The value of publishing B2B content through visible media sources has contributed to the massive success of Forbes BrandVoice, a paid content distribution platform used by massive B2B brands like SAP and HP to publish original, brand-authored content directly on Forbes’ website. While this particular program can be cost-prohibitive for small and mid-sized (SMB) companies, you can emulate its success tactics using lower-cost methodologies:

  • Author Guest Blogs: Forget every sketchy SEO tactic you embraced in 2011 when it was all the rage to publish rapid-fire guest posts far and wide to earn a backlink. Today’s most effective guest blogging strategies rely on industry relationships and carefully authored content to publish well-placed perspectives on the right industry websites.
  • Be a Podcast Guest: Millions of people prefer podcasts because they're asynchronous content that can be listened to whenever it's convenient. And with thousands of podcasts available across hundreds of industries and niches, there's no doubt you can find a particular audience who could benefit from your knowledge or that of your subject matter experts.
  • Earn a Spot in Industry Publications: Author occasional, or regular, contributions to industry publications, including magazines, newsletters, technical journals, or locally-focused content.
  • Respond to Queries: Connect with journalists from legitimate media sources to answer questions and earn quotations in news articles. The free, online resources Help a Reporter Out (HARO) allows industry experts to respond to source requests from journalists, including media at sources such as Reuters, Time, and The Wall Street Journal.

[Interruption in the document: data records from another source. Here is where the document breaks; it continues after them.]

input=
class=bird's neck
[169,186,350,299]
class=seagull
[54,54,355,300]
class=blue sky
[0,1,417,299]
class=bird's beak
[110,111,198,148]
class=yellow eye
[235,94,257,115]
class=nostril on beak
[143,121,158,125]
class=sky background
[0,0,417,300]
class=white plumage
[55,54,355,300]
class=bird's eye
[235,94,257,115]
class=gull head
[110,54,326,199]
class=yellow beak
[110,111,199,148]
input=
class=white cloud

7. Participate in Live and Virtual Events

B2B brands have historically participated in live and virtual events such as conferences or trade shows, but paying for a booth at these events doesn’t always yield returns on investment. The most effective way to build brand awareness through participating in live events could be by securing a spot as a speaker.

Actively apply to present unique perspectives at industry conferences and tradeshows, while working to build the thought leadership necessary to become a sought-after speaker for live events.

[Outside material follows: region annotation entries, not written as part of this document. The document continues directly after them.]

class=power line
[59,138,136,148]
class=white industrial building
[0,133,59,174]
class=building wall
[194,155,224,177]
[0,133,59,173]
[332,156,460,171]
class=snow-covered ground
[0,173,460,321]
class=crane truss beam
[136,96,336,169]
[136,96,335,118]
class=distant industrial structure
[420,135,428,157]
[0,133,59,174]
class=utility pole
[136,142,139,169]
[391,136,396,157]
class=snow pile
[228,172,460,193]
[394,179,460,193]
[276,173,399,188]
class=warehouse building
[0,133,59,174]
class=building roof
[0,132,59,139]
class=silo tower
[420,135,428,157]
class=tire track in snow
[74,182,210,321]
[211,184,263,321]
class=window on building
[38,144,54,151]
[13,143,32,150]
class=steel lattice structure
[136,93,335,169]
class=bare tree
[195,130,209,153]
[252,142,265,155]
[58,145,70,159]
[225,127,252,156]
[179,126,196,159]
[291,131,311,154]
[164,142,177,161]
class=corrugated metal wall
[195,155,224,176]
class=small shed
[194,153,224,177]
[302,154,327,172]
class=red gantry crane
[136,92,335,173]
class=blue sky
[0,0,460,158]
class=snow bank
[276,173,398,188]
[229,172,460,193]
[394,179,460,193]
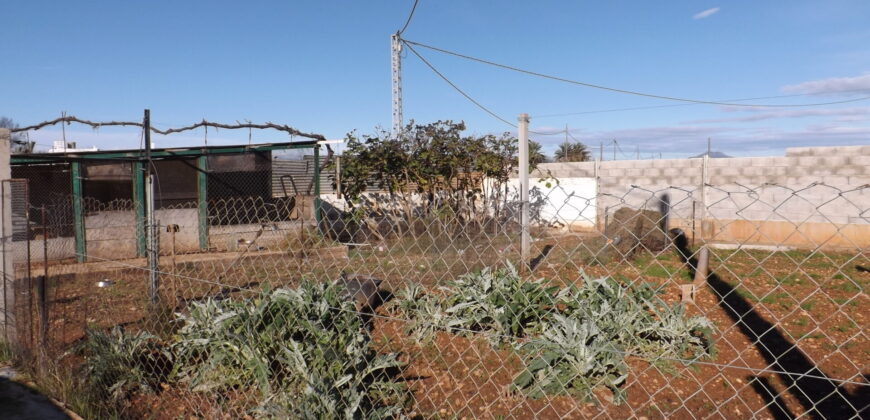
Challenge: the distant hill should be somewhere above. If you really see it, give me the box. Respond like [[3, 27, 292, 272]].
[[689, 151, 733, 159]]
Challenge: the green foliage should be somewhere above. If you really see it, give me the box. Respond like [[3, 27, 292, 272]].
[[442, 264, 558, 342], [392, 264, 714, 403], [513, 315, 628, 403], [553, 141, 592, 162], [173, 282, 406, 418], [327, 121, 546, 233], [78, 327, 173, 402]]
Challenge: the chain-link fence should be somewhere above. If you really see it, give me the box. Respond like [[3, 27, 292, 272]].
[[1, 162, 870, 419]]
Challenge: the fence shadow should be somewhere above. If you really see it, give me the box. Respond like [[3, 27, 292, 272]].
[[670, 229, 870, 419]]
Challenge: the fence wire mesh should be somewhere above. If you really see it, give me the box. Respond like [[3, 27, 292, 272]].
[[3, 164, 870, 419]]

Earning speaking opportunities requires thought leadership-building activities, many of which run in parallel to B2B brand awareness-building tactics. Learn more in The 3 Steps to Becoming a Respected Thought Leader.

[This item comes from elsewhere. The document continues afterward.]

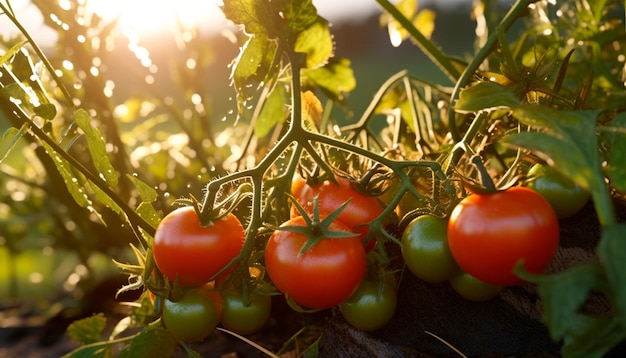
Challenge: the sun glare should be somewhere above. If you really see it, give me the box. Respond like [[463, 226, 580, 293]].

8. Run social media and retargeting ads

For brands without a lot of awareness, social media and retargeting ads can be beneficial for a few reasons. 

First, social media ads allow you to reach more of your target audience for cheaper than many other paid awareness channels. 

Second, retargeting ads allow to possibly recapture those who have visited key pages on your website. 

And finally, both types of these ads help you test your website's messaging and your targeting. For example, if you're getting a lot of clicks but not a lot of conversions, you may need to clean up your destination page's copy and make it more conversion-focused. This could also mean your targeting and who you think your customer is needs to evolve.

Creating a B2B Brand Awareness Strategy

When it comes to building brand awareness for B2B, marketers are wise to think about tactics as part of an awareness-building strategy instead of stand-alone tactics for awareness.

As marketing entrepreneur Donny Kemick points out, “The abundance of online tools or tactics at your disposal can be a double-edged sword.”

The good news? Your brand doesn’t have to invest in high-cost billboards or television ads to build awareness.

The bad news? Making the most of the low-cost, digital options for building brand awareness may not pay off if you don’t understand the value of B2B brand awareness or your long-term strategy for recognition.

Ultimately the most effective B2B brand awareness tactics will focus on building exposure, trust, and thought leadership, while maintaining your team’s progress towards goals for website traffic, leads generated, and revenue. By understanding how your audience researches and learns online, you can increase your presence and authority on the right digital channels.